もの知らず日記

積み重なる駄文、天にブーメラン

銀座一蘭

 元日、仕事帰りにラーメン店の一蘭に行った。おせちよりも雑煮よりも先にラーメンを食べることになった。銀座(といってもほとんど新橋だけど)の一蘭は、「一蘭銀座店」ではなく「銀座一蘭」と名乗っているらしい。

 階段をぐるぐる回りながら下りて、店内に入ってまず驚いたのは、普通の店舗と値段が違うことだ。あれ、1180円……一蘭にしても高い。そう思いながらも惰性で食券を購入してしまったのが敗因だった。家族連れと思われる外国人の行列に加わって、薄暗い廊下に突っ立っていたときの私の顔は引きつっていた。
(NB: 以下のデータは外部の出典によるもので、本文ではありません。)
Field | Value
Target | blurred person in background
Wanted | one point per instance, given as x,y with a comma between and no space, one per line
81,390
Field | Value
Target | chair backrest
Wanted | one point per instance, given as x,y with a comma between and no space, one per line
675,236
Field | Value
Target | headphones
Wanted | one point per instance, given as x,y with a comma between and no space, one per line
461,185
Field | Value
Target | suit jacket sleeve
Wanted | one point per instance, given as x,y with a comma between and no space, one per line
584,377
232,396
 ふと気になったのは、客を迎える挨拶が「いらっしゃいませ」ではないことだった。なんだ、呪文か? 「アニョハセヨー」と聞こえるので、韓国人向けに挨拶しているのかと思った。これが「幸せをー!」という言葉であることは、さんざん待って座席に通されてから理解した。自分の常識にない文脈の言葉が飛び交うと、いくら知っている言葉でも聞き取れないのだなあ、と思った(……ツイッターか何かで見た、聴覚情報処理障害というやつではないだろうかと、すこし心配になった)。
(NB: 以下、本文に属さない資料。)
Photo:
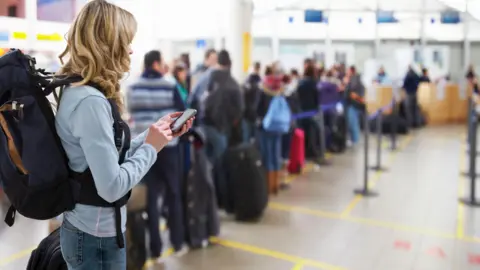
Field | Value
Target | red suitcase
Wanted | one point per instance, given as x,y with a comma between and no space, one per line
297,152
 この「幸せを」というのは、いらっしゃいませ、ありがとうございました、お気をつけて、頑張ってください、などの言霊を込めた挨拶らしい。ラーメン店に飛び交う「幸せをー!」という挨拶を聞きながら、なんだか宗教じみていると感じてしまうのは、私の心が貧しく、汚れているからかもしれない。
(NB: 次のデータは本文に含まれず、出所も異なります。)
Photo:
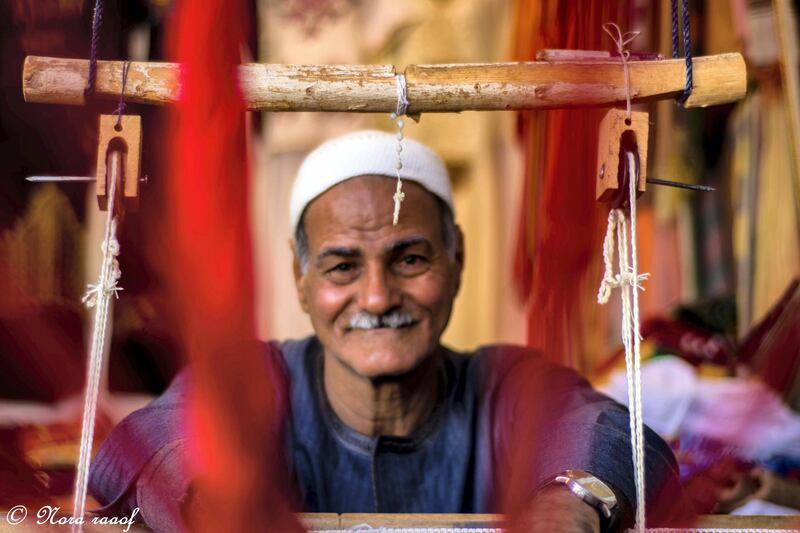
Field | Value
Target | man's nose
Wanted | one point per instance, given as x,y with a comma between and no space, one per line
376,294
 ただこのラーメンを食べ終わった私が幸せになっていたかというと、そうでもないのは間違いがなかった。確かにうまい。これが普通に出てきたなら幸せだっただろう。だが、そのうまさにたどり着くまでの過程が厳しすぎた。長い行列。狭い通路で遊びはしゃぎ、駄々をこね泣きわめく子どもたち。食べ終わったのに延々おしゃべりしていてなかなか帰らない外国人(遠方から観光に来ていると思えば仕方がないが)。目の前の大人数のグループに席を空けるために、空席がちらほら出ているのに座れない。こうした苦痛をラーメンのうまさが消し去ってくれるかというと、それはなかなか難しい。

 それでも、どんぶりではなくずっしりと重みのある重箱に入ったラーメンには心が躍った。箱に入っているというだけで、開けるときのちょっとしたワクワク感がある。ただ重箱というからには、替え玉を入れた二の重があって、それで値段が高いのだろうと思っていたところ、そういうわけでもなかったのは少しがっかりした。重箱って、重ねる箱、ではないのだろうか?

 率直な感想を言えば、外国人向けに高級感を演出した店舗なのかな、と私は感じた。客層を見ても私が言った時点では外国人が大半、あと関西など遠方から観光に来たと思しき若い夫婦がいたものの、日本人はあまりいないようだった。正月という特殊な日ではあるので分からないけれど。そう考えたら、値段が高いのも納得ではある。

 そんなこんなで、思わぬところで外国人観光客(インバウンドというやつ)に向けた商売の戦略を見た元日だった。